Reformasi. Kata itu yang aku pahami, kala itu, ketika terjadi demonstrasi besar-besaran, penjarahan dan pembakaran, yang berujung pada penurunan Pak Harto. Dan kata itu pula yang didengung-dengungkan sebagai solusi atas kerusakan dari rezim kala itu.
Dengung, tinggallah dengungan. Tanpa banyak arti, tanpa banyak perubahan mendasar.
Perubahan yang kurasa hanya lebih bebas. Entah darimana artinya bahwa demokrasi adalah kebebasan. Tapi itu yang terjadi sekarang..
Bebas mencuri, bebas korupsi, bebas menindas. Mungkin pengakuan hak atas diri inilah yang tidak diimbangi dengan pengakuan atas diri manusia disampingnya. Pencurian atas kemanusiaan.
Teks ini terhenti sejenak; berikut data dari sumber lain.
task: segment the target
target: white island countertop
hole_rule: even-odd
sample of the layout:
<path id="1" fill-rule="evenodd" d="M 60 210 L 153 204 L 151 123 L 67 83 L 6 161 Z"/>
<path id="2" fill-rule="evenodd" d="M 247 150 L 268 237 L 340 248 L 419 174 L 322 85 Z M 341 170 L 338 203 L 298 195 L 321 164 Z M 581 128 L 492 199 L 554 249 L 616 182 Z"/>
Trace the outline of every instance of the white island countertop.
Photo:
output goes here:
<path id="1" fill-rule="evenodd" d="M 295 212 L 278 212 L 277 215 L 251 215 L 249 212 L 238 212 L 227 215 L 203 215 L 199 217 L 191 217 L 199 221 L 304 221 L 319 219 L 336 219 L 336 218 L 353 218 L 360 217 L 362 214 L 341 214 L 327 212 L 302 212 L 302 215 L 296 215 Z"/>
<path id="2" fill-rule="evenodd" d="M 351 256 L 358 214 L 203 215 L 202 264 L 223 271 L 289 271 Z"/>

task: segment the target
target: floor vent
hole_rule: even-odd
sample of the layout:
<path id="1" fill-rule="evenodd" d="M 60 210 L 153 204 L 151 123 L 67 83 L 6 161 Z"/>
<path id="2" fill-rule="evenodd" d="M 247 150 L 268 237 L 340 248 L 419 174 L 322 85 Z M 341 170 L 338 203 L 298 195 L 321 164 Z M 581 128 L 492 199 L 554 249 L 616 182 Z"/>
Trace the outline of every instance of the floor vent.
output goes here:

Kebebasan menuntut, tanpa mau dituntut. Kebebasan beragama, tanpa peduli toleransi. Kebebasan mengemukakan pendapat, tanpa budaya kritis dan diskusi. Dan sepertinya tidak ada yang berani untuk mengatur negeri ini..
Keberanian yang harusnya dipakai oleh penguasa negeri ini malah hilang entah kemana. Mungkin hilang digunakan untuk menutupi apa ketakutan mereka yang lain. Ketika sang pengatur negeri harus dipangkas dalam tindakan, maka solusi termudah adalah dengan mengganti bagian terjelek dalam sistem. Layaknya membuang bagian kue yang sudah berjamur. Generasi yang telah hilang kesadaran diganti dengan generasi yang baru, yang belum punya kemauan untuk hilang kesadarannya. Namun, hal itu lagi-lagi hanya wacana. Yang ada, ketika generasi baru akan memberikan kebenarannya untuk berbuat sesuatu maka mereka lah yang akan dipangkas. Mereka dibuang jauh-jauh dari sistem pengatur negeri. Seorang dari generasi baru itu sempat berujar bahwa negeri ini sudah kacau, tidak ada kebenaran yang dapat ditegakkan untuk mengatur negeri ini. Tidak dapat digeneralisir, namun inilah kenyataan bahwa negeri ini sudah sangat jauh dari kebenaran.
Jadi, masih bisakah orang benar hidup di negeri ini?